By BRENT STUBBS
Senior Sports Reporter
WHILE the focus of attention was on the marquee athletes in premier events at the Bahamas Association of Athletic Associations National Open Track and Field Championships, sprinter Adanaca Brown stepped up loud and clear for everybody to take notice of her.
The relatively unknown Brown, who moved to the United States but never got a chance to compete on the collegiate circuit, posted two stunning performances as she raced to a third place finish in the women’s 100 metres on the first day of competition Friday at the Thomas A Robinson Track and Field Stadium.
But Brown, 21, bounced back on Saturday in her specialty as she stopped the clock in 13.00 to even the Bahamas women’s 100m hurdles record that is held by collegian Devynne Charlton that she ran on June 13 at the NCAA Championships in Eugene, Oregon and matched the winded-aided time she ran as a professional athlete in a meet in Clermont, Florida.
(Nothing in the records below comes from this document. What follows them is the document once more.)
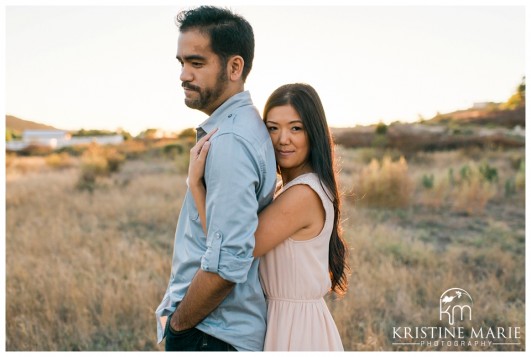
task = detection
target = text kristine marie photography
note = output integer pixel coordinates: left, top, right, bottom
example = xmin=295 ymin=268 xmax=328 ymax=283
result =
xmin=392 ymin=288 xmax=522 ymax=350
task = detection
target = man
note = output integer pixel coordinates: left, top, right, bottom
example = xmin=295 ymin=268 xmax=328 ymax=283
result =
xmin=156 ymin=6 xmax=276 ymax=351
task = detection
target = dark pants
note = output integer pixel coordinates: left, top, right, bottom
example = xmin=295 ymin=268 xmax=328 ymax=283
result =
xmin=164 ymin=315 xmax=236 ymax=351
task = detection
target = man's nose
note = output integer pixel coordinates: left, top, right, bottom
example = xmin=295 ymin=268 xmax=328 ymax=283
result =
xmin=179 ymin=65 xmax=193 ymax=82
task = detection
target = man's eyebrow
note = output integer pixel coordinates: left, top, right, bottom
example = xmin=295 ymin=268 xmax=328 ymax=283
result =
xmin=266 ymin=119 xmax=302 ymax=124
xmin=176 ymin=55 xmax=206 ymax=62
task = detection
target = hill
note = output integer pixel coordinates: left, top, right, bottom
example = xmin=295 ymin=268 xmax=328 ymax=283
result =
xmin=6 ymin=115 xmax=59 ymax=133
xmin=332 ymin=106 xmax=525 ymax=154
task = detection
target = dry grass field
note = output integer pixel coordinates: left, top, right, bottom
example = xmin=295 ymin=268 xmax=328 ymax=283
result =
xmin=6 ymin=148 xmax=525 ymax=351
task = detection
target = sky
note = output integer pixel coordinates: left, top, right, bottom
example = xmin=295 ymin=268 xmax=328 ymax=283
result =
xmin=4 ymin=1 xmax=526 ymax=135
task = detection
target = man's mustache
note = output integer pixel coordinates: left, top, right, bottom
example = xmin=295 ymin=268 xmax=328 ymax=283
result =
xmin=182 ymin=82 xmax=201 ymax=92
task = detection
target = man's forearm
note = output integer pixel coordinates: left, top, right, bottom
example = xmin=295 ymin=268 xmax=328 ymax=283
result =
xmin=170 ymin=269 xmax=234 ymax=331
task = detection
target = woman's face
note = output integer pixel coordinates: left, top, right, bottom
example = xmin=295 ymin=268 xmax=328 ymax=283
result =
xmin=265 ymin=105 xmax=310 ymax=173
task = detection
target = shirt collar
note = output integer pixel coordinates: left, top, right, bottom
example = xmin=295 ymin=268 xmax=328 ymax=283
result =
xmin=196 ymin=90 xmax=253 ymax=134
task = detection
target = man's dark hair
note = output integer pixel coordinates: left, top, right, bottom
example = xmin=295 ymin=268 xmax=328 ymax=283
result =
xmin=175 ymin=6 xmax=254 ymax=82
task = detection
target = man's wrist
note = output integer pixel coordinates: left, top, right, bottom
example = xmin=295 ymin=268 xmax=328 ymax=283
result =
xmin=170 ymin=311 xmax=192 ymax=333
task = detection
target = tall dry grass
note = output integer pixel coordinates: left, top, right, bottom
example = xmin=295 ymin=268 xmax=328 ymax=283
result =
xmin=6 ymin=148 xmax=525 ymax=351
xmin=6 ymin=162 xmax=184 ymax=351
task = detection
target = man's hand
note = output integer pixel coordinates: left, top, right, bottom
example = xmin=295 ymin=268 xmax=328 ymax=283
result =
xmin=170 ymin=269 xmax=235 ymax=331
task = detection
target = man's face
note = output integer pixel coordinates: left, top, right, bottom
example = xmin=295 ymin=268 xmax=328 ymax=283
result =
xmin=177 ymin=30 xmax=228 ymax=115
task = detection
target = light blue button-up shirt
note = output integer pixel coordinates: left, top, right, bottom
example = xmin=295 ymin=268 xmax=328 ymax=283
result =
xmin=156 ymin=91 xmax=276 ymax=351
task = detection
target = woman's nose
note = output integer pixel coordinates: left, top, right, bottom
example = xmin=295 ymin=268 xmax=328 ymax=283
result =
xmin=278 ymin=130 xmax=290 ymax=145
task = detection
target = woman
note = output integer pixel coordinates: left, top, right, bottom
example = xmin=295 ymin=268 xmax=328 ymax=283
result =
xmin=188 ymin=83 xmax=349 ymax=351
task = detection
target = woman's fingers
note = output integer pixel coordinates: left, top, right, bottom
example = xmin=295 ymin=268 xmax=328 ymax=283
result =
xmin=190 ymin=128 xmax=218 ymax=158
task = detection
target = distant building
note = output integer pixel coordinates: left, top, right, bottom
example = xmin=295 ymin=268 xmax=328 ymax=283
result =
xmin=22 ymin=130 xmax=71 ymax=149
xmin=6 ymin=130 xmax=124 ymax=151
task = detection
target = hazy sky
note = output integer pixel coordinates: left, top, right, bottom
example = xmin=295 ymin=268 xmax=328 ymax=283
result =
xmin=5 ymin=1 xmax=525 ymax=134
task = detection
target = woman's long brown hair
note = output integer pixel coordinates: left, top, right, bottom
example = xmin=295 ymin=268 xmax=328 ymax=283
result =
xmin=264 ymin=83 xmax=350 ymax=295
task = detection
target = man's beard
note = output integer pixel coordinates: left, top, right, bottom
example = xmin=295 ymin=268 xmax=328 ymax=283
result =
xmin=182 ymin=68 xmax=228 ymax=110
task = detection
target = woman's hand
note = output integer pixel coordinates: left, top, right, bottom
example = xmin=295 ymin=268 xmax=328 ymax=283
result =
xmin=188 ymin=128 xmax=218 ymax=185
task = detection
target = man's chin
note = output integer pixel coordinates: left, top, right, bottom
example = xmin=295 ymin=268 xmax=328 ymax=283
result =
xmin=184 ymin=99 xmax=202 ymax=109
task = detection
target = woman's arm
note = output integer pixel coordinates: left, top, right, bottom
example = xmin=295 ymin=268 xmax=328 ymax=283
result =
xmin=253 ymin=185 xmax=325 ymax=257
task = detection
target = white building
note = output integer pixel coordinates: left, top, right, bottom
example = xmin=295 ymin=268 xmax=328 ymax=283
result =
xmin=6 ymin=130 xmax=124 ymax=151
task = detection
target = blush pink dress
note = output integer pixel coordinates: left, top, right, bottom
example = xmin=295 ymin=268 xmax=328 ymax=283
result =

In the process, Brown joined Charlton, who finished second in the race in 13.16, in surpassing the qualifying standard for the IAAF World Championships in Beijing, China in August.
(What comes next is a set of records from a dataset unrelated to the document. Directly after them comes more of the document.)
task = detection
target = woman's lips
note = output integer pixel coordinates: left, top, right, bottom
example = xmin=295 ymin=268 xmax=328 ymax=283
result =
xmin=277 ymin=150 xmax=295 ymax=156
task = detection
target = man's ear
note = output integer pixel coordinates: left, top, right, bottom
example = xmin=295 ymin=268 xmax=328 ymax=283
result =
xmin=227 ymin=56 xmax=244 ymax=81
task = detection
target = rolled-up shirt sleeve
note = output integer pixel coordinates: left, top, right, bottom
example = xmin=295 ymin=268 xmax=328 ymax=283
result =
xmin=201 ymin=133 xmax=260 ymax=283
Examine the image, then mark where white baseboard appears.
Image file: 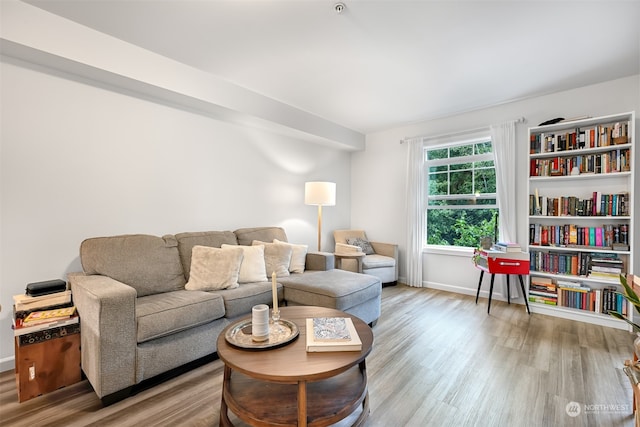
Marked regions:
[0,356,16,372]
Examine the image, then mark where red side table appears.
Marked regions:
[475,250,531,314]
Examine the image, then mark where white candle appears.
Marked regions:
[271,271,278,311]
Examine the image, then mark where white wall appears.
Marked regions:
[0,57,350,371]
[351,75,640,298]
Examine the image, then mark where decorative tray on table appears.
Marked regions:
[224,319,300,350]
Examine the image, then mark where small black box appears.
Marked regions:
[25,279,67,297]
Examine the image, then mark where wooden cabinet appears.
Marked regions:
[527,112,638,329]
[15,333,82,402]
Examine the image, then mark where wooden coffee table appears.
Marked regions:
[218,306,373,426]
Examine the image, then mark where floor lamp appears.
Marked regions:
[304,182,336,252]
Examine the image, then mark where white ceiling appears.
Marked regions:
[26,0,640,133]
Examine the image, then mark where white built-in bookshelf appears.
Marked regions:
[527,112,636,329]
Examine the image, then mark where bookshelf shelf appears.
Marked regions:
[529,172,631,182]
[529,215,631,221]
[529,245,631,255]
[527,111,637,329]
[531,143,632,159]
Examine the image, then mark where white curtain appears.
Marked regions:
[406,138,426,287]
[491,121,516,242]
[490,120,519,297]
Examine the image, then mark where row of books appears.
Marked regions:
[529,251,625,283]
[529,191,629,216]
[12,290,79,336]
[529,148,631,177]
[529,276,628,316]
[529,223,629,251]
[529,122,630,154]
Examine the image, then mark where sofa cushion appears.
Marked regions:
[212,282,283,319]
[252,240,293,277]
[176,231,238,280]
[233,227,288,246]
[185,246,243,291]
[279,269,382,311]
[273,239,309,273]
[136,290,225,343]
[222,245,267,283]
[347,237,376,255]
[80,234,185,297]
[362,254,396,269]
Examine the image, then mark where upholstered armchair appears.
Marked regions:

“The race was magnificent for me. I trained so hard for this race and I came from a long way to get to this point,” Brown said. “I just felt that it was a job well done.”
Immediately after she completed the race, Brown heard the cheers from the fans and public announcer Bernard Newbold indicated that her performance was a World Championship qualifier, which drew even more cheers from her supporters in the stands.
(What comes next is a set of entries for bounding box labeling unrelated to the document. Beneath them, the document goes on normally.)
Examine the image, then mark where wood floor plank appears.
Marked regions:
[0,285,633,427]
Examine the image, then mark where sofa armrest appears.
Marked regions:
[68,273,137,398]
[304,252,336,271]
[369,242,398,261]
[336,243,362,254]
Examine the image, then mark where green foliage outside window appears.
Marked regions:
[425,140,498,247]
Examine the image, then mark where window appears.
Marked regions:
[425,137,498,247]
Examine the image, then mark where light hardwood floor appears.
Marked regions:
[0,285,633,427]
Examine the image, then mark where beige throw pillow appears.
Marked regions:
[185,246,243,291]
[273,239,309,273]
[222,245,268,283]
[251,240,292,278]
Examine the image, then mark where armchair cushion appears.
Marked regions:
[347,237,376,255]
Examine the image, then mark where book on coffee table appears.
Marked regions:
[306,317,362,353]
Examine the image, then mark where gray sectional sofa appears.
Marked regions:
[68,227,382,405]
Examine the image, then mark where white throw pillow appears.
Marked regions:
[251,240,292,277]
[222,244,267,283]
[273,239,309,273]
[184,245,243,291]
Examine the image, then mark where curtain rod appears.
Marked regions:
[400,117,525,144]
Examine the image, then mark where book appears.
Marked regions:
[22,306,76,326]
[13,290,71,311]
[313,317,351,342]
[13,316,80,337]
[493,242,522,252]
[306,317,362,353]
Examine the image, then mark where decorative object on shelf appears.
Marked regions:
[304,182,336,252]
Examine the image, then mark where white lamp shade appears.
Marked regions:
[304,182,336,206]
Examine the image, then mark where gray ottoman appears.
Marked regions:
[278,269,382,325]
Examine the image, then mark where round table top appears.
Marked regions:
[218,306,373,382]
“It feels great. This is my first time that I will be attending the World Championships and I’m so excited, very excited,” she stated.
Looking back at the race, Brown said the competition was stiff with a stacked field that included a few international athletes, including Lavonne Idlette of the Dominican Republic, who was third in 13.28 and Yvette Lewis, representing Nike, who was fourth in 13.30. Krystal Bodie rounded out the top five in 13.36.
“The competition was pretty good. My start wasn’t what I expected to be, but I thank God anyway,” Brown said.
With less than two months to go before the championship, Brown said she will be focusing on her training routine as she “goes back to the basics” to prepare herself.
As for the century, Brown finished third in 11.55, trailing national champion Sheniqua ‘Q’ Ferguson, who won in 11.41 with Charlton taking second in 11.54.
For Brown, she felt that hardly anybody knows about her because she was never in the spotlight having bypassed the collegiate circuit. But she noted that she’s taking it all in stride.
“This road has not been easy for me, so I’m just glad to come out here and compete injury free. God has been so good to me,” Brown said. “The competition was pretty good, so I was just proud to know that I can come home and compete against this type of competition. It’s just a blessing.”
Ferguson, who missed out on the opportunity to qualify for the World Championship, admitted that she didn’t do what her coach Henry Rolle expected of her, but she was still pleased to have secured the title.
“I wanted the time to be a little better. I guess you have to progress every time and use every race as a learning experience,” she said. “So I just have to go back to the drawing board in practice and try to put it all together for a much better showing this year.”
As the oldest member of the field at age 25, Ferguson said she was very pleased to have ran against the youngsters.
“I ran with some of them on the World Relays team, so I was proud to come out here and run with them again,” she said. “I am so proud of all of them because right now we need some more girls to step it up in our sprint events, so I’m happy to see that we still have a good crop of competitors to continue the legacy that has been left by the Golden Girls.”
Although her signature event is the 100m hurdles, Charlton has been making her presence felt in the century, running a season’s best of 11.37 in a collegiate meet in East Lansing, Michigan on May 17. So she too was glad to come home and test her skills against her local rivals.
“I think the race went pretty good. I had a decent start, coming down to the end I started to fade and I tried to hold on as best as I could,” Charlton said. “The 100 metres was just something that I am doing on the side, but the hurdles is my main event. I broke the junior national record and dipped under it a few times, so I was very happy about that. That was one of my goals last year and after it didn’t happen, I was glad to get it this year in my first year as a senior athlete.”
And despite the fact that her performance in the hurdles wasn’t exactly what she anticipated, Charlton said she’s confident that she can go to Beijing and have a sensational showing in her debut at a major international event when she teams up with Brown for a 1-2 punch in the hurdles.